The News
Monday 25 of November 2024

Greeks March to Mark 1973 Student Uprising Anniversary


Under the watchful eye of Greek police officers in riot gear, foreground, demonstrators march in central Athens, Thursday, Nov. 17, 2016,photo: AP/Thanassis Stavrakis
Under the watchful eye of Greek police officers in riot gear, foreground, demonstrators march in central Athens, Thursday, Nov. 17, 2016,photo: AP/Thanassis Stavrakis
About 3,000 police were deployed in central Athens to guard against potential violence, which has frequently broken out in previous years

Thousands of Greece protesters marched Thursday to the U.S. embassy in Athens, in an annual commemoration of a 1973 student uprising that was crushed by the military dictatorship which ruled the country from 1967-74.

About 3,000 police were deployed in central Athens to guard against potential violence, which has frequently broken out in previous years. Before the march started, suspected anarchists stole two riot police shields and helmets and hung them on a statue.

An anti-U.S. protest Tuesday during a visit by President Barack Obama to Athens was marred by extensive clashes between anarchists throwing petrol bombs and stones and Greek riot police.

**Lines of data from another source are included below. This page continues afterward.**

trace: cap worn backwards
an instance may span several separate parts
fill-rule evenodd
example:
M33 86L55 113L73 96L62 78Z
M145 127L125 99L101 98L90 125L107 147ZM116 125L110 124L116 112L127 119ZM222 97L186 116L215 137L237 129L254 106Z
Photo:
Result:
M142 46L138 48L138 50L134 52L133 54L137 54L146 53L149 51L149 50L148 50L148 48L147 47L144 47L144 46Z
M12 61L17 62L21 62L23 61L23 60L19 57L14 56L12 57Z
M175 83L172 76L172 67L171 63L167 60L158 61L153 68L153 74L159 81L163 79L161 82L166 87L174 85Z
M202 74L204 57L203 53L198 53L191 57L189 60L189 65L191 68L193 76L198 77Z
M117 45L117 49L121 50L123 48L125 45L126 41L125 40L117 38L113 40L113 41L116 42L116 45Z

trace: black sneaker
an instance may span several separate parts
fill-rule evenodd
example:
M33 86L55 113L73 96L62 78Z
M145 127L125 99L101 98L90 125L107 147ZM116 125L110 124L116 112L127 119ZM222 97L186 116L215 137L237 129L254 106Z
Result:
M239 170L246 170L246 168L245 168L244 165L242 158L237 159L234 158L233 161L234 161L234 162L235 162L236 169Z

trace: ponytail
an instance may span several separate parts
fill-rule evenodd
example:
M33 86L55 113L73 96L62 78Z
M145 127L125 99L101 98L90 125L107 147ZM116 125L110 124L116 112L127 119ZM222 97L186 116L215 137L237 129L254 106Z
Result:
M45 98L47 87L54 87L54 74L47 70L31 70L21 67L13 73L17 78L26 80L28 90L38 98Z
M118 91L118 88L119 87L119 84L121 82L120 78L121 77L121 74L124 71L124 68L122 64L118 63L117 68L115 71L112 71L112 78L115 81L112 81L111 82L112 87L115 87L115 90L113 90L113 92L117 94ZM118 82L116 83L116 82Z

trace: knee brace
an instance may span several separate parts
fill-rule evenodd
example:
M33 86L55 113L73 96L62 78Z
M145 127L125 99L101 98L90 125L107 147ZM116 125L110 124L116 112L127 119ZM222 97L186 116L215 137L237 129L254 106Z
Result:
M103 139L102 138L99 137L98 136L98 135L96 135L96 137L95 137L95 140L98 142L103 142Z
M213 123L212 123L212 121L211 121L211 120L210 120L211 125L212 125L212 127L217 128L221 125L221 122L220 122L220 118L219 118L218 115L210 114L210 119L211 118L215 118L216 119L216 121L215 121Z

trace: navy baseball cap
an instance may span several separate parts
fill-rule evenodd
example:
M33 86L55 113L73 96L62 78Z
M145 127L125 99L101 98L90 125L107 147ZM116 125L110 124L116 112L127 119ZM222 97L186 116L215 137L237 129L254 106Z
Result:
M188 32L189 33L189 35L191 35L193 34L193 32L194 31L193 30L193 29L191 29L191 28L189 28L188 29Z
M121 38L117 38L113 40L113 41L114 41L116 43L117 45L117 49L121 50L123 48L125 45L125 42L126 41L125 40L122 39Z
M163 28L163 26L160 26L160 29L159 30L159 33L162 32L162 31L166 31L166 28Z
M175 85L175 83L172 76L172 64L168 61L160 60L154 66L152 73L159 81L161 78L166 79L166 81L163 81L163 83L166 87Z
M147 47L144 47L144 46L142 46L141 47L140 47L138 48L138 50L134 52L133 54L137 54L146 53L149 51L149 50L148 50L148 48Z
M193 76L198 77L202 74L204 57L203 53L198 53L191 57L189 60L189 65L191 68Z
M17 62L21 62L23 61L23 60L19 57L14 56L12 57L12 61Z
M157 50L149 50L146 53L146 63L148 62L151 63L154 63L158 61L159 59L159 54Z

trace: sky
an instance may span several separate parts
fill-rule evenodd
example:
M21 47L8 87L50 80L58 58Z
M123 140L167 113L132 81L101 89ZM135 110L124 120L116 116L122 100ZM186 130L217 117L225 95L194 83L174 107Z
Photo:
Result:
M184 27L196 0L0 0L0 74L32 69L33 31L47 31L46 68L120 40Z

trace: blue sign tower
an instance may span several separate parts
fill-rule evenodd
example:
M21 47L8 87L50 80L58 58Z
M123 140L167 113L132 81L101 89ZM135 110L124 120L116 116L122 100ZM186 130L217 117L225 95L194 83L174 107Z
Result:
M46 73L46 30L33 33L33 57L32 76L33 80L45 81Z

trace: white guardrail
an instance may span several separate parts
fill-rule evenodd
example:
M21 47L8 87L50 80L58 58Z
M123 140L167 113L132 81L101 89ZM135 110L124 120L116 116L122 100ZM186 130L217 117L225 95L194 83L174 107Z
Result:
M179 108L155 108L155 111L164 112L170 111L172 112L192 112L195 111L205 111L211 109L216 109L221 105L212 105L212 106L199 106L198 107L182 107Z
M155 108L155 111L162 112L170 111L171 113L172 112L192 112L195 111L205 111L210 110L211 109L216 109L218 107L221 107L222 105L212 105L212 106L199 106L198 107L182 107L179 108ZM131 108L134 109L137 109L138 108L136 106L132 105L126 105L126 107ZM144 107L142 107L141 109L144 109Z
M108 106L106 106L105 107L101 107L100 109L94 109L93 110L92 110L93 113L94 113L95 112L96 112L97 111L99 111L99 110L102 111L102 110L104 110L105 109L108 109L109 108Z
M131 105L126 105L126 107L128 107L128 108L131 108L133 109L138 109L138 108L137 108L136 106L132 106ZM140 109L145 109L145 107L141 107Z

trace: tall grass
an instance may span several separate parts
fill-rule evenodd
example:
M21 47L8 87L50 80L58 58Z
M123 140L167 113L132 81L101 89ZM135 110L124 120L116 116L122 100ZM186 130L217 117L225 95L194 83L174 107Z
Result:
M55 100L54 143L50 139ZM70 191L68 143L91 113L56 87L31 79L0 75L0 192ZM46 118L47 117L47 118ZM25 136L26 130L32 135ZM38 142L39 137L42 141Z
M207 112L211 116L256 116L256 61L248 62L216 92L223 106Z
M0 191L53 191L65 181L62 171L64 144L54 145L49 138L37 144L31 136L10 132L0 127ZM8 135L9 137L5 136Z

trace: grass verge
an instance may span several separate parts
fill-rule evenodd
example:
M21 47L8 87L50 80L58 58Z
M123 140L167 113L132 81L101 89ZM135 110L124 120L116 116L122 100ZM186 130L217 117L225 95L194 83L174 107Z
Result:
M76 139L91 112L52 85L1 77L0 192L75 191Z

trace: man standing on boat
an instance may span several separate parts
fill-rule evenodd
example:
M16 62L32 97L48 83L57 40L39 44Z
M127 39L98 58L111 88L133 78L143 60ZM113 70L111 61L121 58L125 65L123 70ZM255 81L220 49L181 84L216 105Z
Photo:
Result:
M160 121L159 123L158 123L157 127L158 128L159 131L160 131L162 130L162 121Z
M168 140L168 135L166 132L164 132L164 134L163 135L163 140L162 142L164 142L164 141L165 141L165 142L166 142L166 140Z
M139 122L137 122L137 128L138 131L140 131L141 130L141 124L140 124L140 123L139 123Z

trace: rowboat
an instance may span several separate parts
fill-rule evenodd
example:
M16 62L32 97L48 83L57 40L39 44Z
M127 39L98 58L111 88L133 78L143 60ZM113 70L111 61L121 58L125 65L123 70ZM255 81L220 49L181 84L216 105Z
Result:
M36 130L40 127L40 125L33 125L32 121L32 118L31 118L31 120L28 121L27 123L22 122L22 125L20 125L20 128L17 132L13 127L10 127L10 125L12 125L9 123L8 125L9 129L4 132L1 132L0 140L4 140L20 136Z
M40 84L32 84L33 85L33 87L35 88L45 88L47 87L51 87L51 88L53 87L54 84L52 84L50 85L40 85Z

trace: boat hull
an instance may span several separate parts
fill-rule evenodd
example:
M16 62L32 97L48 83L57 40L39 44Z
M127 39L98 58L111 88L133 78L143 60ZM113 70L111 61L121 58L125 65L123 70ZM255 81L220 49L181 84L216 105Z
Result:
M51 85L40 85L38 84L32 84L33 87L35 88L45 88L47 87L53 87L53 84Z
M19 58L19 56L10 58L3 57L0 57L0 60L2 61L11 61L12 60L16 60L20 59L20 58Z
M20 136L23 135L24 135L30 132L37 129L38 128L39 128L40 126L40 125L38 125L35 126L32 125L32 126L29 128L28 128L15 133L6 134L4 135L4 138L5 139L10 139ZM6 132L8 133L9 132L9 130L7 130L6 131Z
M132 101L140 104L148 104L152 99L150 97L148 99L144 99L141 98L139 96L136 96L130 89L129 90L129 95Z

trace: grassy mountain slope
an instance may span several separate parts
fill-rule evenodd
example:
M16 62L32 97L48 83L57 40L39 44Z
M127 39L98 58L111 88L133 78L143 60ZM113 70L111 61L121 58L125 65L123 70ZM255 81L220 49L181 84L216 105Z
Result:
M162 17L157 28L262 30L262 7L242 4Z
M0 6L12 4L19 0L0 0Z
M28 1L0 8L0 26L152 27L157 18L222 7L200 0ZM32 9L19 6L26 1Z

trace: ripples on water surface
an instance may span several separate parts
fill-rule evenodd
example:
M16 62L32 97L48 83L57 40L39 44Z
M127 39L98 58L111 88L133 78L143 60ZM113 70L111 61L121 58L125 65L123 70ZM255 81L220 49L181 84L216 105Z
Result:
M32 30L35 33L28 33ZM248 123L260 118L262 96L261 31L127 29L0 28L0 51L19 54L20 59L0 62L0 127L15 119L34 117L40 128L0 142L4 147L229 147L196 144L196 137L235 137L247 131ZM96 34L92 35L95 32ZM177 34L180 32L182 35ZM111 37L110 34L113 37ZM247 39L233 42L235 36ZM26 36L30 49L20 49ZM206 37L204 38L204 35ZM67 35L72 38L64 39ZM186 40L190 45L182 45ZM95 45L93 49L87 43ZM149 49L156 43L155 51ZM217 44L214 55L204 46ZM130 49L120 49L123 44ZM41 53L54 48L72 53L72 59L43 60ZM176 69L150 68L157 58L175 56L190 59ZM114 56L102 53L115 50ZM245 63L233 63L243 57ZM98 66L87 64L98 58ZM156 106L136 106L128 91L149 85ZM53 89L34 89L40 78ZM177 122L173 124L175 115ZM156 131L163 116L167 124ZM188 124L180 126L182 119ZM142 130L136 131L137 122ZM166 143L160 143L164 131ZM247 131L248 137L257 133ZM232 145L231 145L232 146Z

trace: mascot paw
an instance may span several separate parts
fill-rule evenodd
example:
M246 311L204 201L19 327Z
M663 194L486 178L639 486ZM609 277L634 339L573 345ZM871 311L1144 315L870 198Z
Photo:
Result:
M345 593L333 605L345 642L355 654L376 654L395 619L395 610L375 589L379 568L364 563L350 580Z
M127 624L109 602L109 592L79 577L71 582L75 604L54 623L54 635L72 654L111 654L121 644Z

Many Greek left-wing supporters still deeply resent the U.S. support for the oppressive dictatorship in Greece at the height of the Cold War.

The march Thursday began at the gates of the Polytechnic University complex, where in 1973 the military had sent a tank crashing in to suppress a pro-democracy uprising. Several people were killed during the crackdown, but historians still disagree on the precise death toll.